La Cassa integrazione arriva anche nello stabilimento del Jobs Act. La direzione aziendale della Sata di Melfi ha infatti comunicato formalmente alla Fiom Cgil e ai delegati di stabilimento di aver aperto la procedura per la cassa integrazione ordinaria per 1071 operai e 13 impiegati.

L'azienda ha dichiarato che i lavoratori saranno sospesi dal lavoro dal 26 settembre al 7 ottobre. La ragione della sospensione sarebbe determinata dalla “necessità di adeguare flussi produttivi della vettura Punto alla temporanea contrazione della diretta domanda di mercato”.

La decisione segue, secondo quanto riferito dalla Fiom in una nota, ad altre scelte adottate nel corso dei mesi trascorsi che hanno visto un utilizzo degli impianti a 20 turni per gli addetti alla Renegade e 500X e centinaia di lavoratori in trasferta in altri stabilimenti dislocati in altre regioni.

Il sindacato, tra l’altro, chiede da mesi un confronto unitario con la direzione aziendale sui volumi produttivi, la turnistica e la conseguente occupazione.  Ed ha formalizzato per iscritto una richiesta di esame congiunto alla direzione aziendale.

“Ai lavoratori della Sata sono state tagliate le pause e aumentati i ritmi produttivi, comandati gli straordinari al sabato e alla domenica e infine imposti 20 turni, con il consenso e il sostegno dei sindacati firmatari il contratto specifico – affermano Michele De Palma, responsabile automotive Fiom Cgil nazionale e Roberto D'Andrea, segretario generale Fiom Basilicata -. Inoltre, il rischio di un effetto domino anche sull'indotto e la componentistica potrebbe coinvolgere un numero maggiore di lavoratori”.

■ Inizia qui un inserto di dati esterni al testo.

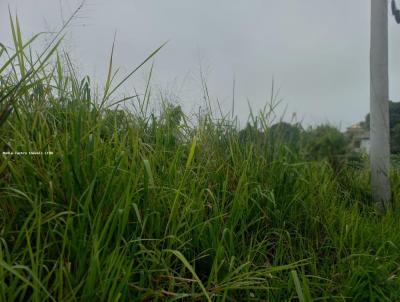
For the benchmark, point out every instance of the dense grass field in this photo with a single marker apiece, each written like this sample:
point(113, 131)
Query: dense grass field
point(142, 205)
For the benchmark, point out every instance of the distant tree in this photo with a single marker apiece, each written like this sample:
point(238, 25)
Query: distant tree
point(379, 107)
point(394, 120)
point(326, 142)
point(395, 139)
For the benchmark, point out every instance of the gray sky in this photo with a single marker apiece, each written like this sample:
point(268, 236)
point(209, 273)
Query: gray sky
point(317, 51)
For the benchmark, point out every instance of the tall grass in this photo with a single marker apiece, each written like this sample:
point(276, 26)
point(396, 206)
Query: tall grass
point(139, 206)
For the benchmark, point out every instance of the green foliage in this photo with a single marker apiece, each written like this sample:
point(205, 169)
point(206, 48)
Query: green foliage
point(394, 122)
point(327, 143)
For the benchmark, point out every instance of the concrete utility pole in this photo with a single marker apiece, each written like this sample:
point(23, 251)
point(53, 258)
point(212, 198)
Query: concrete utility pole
point(379, 104)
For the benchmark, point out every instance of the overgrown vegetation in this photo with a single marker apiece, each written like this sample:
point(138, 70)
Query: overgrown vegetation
point(139, 206)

“La Fiom – concludono i sindacalisti - ha sempre sostenuto che con i soli due nuovi modelli (500X e Renegade) su una linea e la Punto, in produzione ormai da tanti anni, su un'altra linea non si sarebbe garantito il lavoro per tutti. Quindi chiediamo un confronto unitario con il coinvolgimento dei lavoratori che abbia come obiettivi: nell'immediato la riduzione dell'impatto economico sui lavoratori e l'apertura di un confronto su un piano industriale che assicuri un ‘nuovo modello’ per garantire il futuro occupazionale”.